SIMPSON The Hillary point of view is complicated, too.

BURGESS It was and still is. There’s a mystery at the center of that story, which is what happens when [Bill and Hillary Clinton] are alone together in a room. There’s no Tripp tape for that.

EDIE FALCO It is something that everybody I know has wondered about: What the hell was that like, when she found out? How did this woman make sense of any of this? There was nothing she could do that was right — her glasses, her last name, the way she talked.

You’re playing women whom viewers think they know. How important was it to perfect their speech, gait, gestures?

FELDSTEIN Her emotionality mattered to me more than her physicality or her voice. I just tried to focus on how she was feeling and what was motivating her, and really tune out everything else. But it’s one thing to play a real human being, and it’s another thing to play a real human being whom you text and call. I want her to watch it and feel validated.

FALCO Hillary is a woman who has been imitated on late-night talk shows and on “Saturday Night Live” by pretty much every cast member. So that was troubling to me. I was not interested in being another interpretation. And over the years, she changed a lot — her accent, the way she walked, the way she presented herself — as she evolved as a person in public life. I thought, this whole story is about getting at who this woman is.
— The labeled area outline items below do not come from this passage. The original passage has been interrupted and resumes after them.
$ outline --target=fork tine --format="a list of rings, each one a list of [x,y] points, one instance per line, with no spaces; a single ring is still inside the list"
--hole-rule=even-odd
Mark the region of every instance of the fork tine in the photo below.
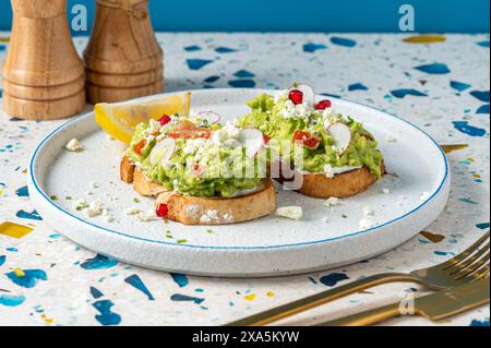
[[[484,266],[481,269],[479,269],[478,272],[476,272],[475,273],[476,280],[479,280],[481,278],[488,277],[489,276],[489,271],[490,271],[490,267],[489,267],[489,264],[488,264],[487,266]]]
[[[486,252],[488,252],[489,255],[489,243],[486,244],[482,249],[479,249],[478,252],[474,253],[470,257],[467,257],[462,263],[446,269],[451,271],[451,274],[456,274],[465,271],[466,268],[471,266],[476,262],[476,260],[480,259]]]
[[[463,269],[462,272],[457,273],[457,279],[462,279],[465,277],[476,277],[476,272],[479,271],[483,265],[489,264],[489,252],[479,259],[477,262],[475,262],[470,267]]]
[[[477,242],[475,242],[472,245],[470,245],[469,248],[464,250],[462,253],[459,253],[458,255],[456,255],[453,259],[448,260],[447,262],[444,262],[441,265],[441,266],[443,266],[442,269],[448,269],[453,265],[458,264],[463,260],[467,259],[470,254],[472,254],[479,248],[479,245],[481,245],[484,241],[488,240],[489,232],[490,232],[490,230],[488,230],[481,238],[479,238],[479,240]]]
So for me, it was more about an inner life.

PAULSON I worked with a movement teacher, who was with me every day, to try to create a different physical shape than I have, in terms of my posture. It was helpful to look in the mirror and not see myself. I still consider what [Tripp] did to be beyond morally questionable. I’m not trying to humanize her; I’m just trying to be her in the situation and in the circumstances. I connect to a certain kind of internal rage that she has that I have a really easy time dipping into.

FELDSTEIN I call it the Tripp dip.

ASHFORD For Paula, it’s always about trying to please her husband, trying to please somebody else. It’s part of why she talks so high; it’s part of why she makes herself so small. There’s a real childlike quality. I also worked with a movement coach.

MURPHY I want a movement coach.

You had so much archival material to draw from — the recordings, the congressional records, the media response. The Starr Report alone runs to more than 112,000 words. How did you decide what to include?

BURGESS It’s character first. In the ’90s, Linda and Monica were afterthoughts in the ways this was perceived and reported. They were these idiots who talked about Macy’s on the phone. It was the lawyers and the men who mattered.

SIMPSON The way this story has traditionally been told is the story of these great powerful men facing off: Bill Clinton versus Ken Starr, Newt Gingrich versus Bill Clinton. Then off to the side are these nutty women. We decided, from the beginning, we’re going to start with these women.

FELDSTEIN These characters, in different ways, have never been given full humanity. What the show does, it prioritizes the humanity over the plot.